2026
Initiation à la pierre sèche : une matinée d’apprentissage au cœur des Chazaloux
L’association Saint-Pierre-le-Chastel Patrimoine a accueilli ce samedi une quinzaine de participants pour une initiation de deux heures à la construction en pierres sèches. Grâce à l’accord de la mairie, qui soutient la valorisation et l’entretien de ce patrimoine exceptionnel, l’atelier a pu se dérouler au cœur du hameau des Chazaloux, un site dont l’histoire ancienne se devine encore dans le paysage.
Un site chargé d’histoire
Ce site, protégé par des creux et des reliefs, comptait entre 65 et 70 cases. Aucune maçonnerie n’y était utilisée : tous les murs étaient construits en pierres sèches et brutes.
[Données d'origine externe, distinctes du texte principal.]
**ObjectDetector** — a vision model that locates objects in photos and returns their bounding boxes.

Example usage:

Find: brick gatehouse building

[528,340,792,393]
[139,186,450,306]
L’absence totale de débris de toiture laisse supposer que celles-ci étaient réalisées en bois et en terre, matériaux périssables qui n’ont pas traversé les siècles.
Observer, comprendre, reconstruire
C’est dans ce décor chargé d’histoire que quelques membres de l’association ont accueilli les participants.
Dès le début de la séance, Gustavo a invité chacun à « lire » le paysage. À travers un exercice de dessin, les participants ont observé la structure du mur, son rôle dans l’environnement et les principes fondamentaux de la pierre sèche. Cette étape d’observation, essentielle, permet de comprendre la logique d’un mur sans liant, où chaque pierre trouve sa place grâce à son poids, sa forme et son équilibre.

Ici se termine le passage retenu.